BUENOS AIRES (Reuters) – Argentina’s government announced on Friday a price agreement for supermarkets to limit monthly increases to a maximum of 5% for 90 days as the country tries to tamp down triple-digit inflation as a high-stakes election looms.
Economy Minister Sergio Massa made the announcement after a meeting with supermarket representatives, noting that officials reached the deal with representatives of 31 local supermarket chains to “stabilize” prices until national elections scheduled for October.
Massa himself is running for president as the standard-bearer of the ruling Peronist coalition, after he won its nomination in last Sunday’s primary vote.
The center-left minister will face off against radical libertarian Javier Milei, the top vote getter in the nationwide primary, and center-right hopeful Patricia Bullrich.
The agreement takes into account tax benefits for those supermarkets that do not increase prices above 5% per month, besides a credit program for small and medium-sized companies that supply supermarkets, the ministry said in a statement.

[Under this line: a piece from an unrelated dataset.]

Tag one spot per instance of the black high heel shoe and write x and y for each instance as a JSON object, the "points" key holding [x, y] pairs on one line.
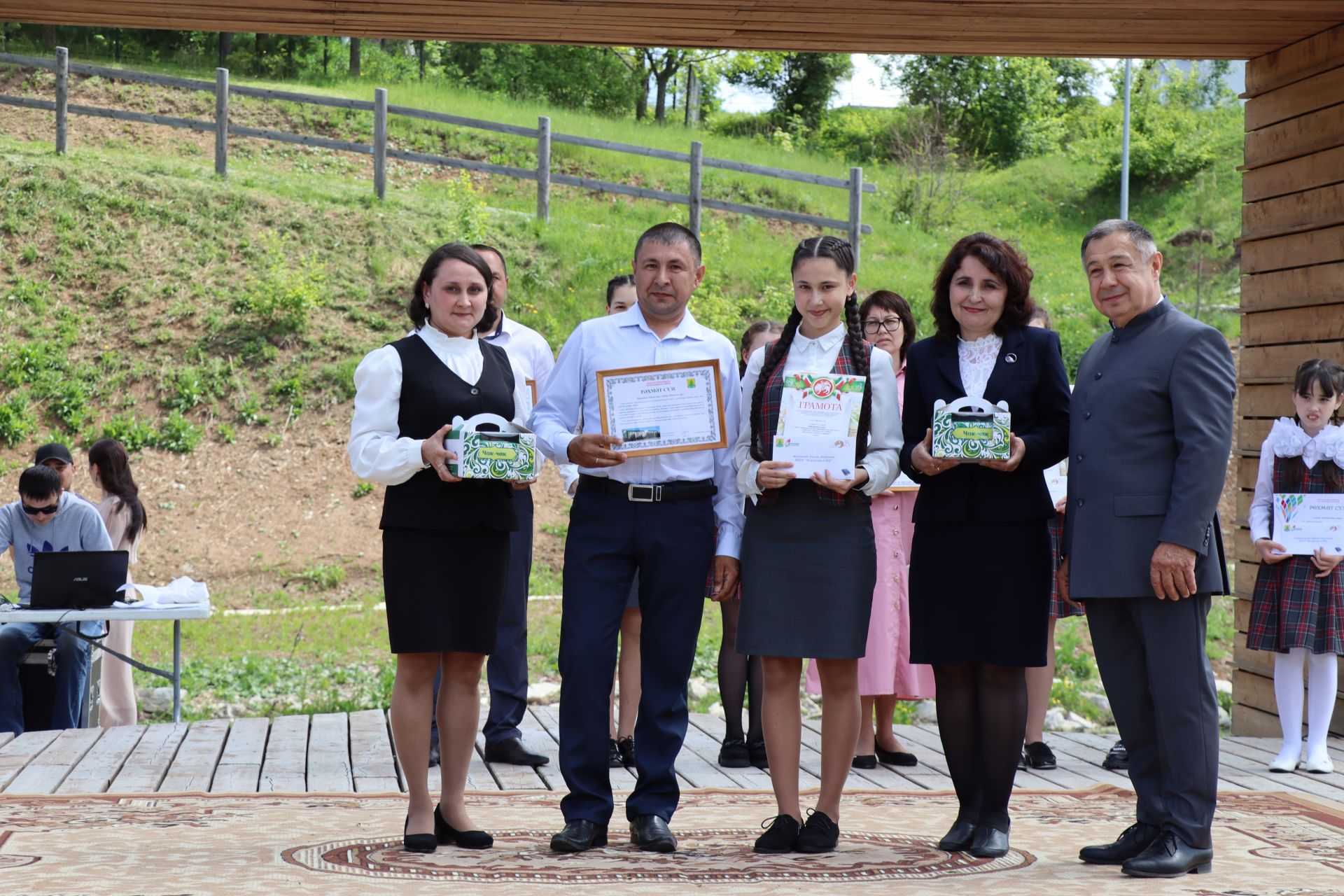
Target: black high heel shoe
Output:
{"points": [[447, 834], [419, 843]]}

The move follows other price-freezing initiatives from the government to contain surging annual inflation, which topped 113% in July. Consumer prices are expected to rise further in August after Milei’s shock primary win led to a sharp peso devaluation.
“The objective of this deal is to prevent the variation in the official exchange rate – which responds to an (International Monetary Fund) condition – from being transferred to the prices of mass consumption products, negatively impacting the pocket books of all Argentines,” the statement added.
On Thursday, the ministry announced it would freeze fuel prices until October 31 after an agreement with the industry.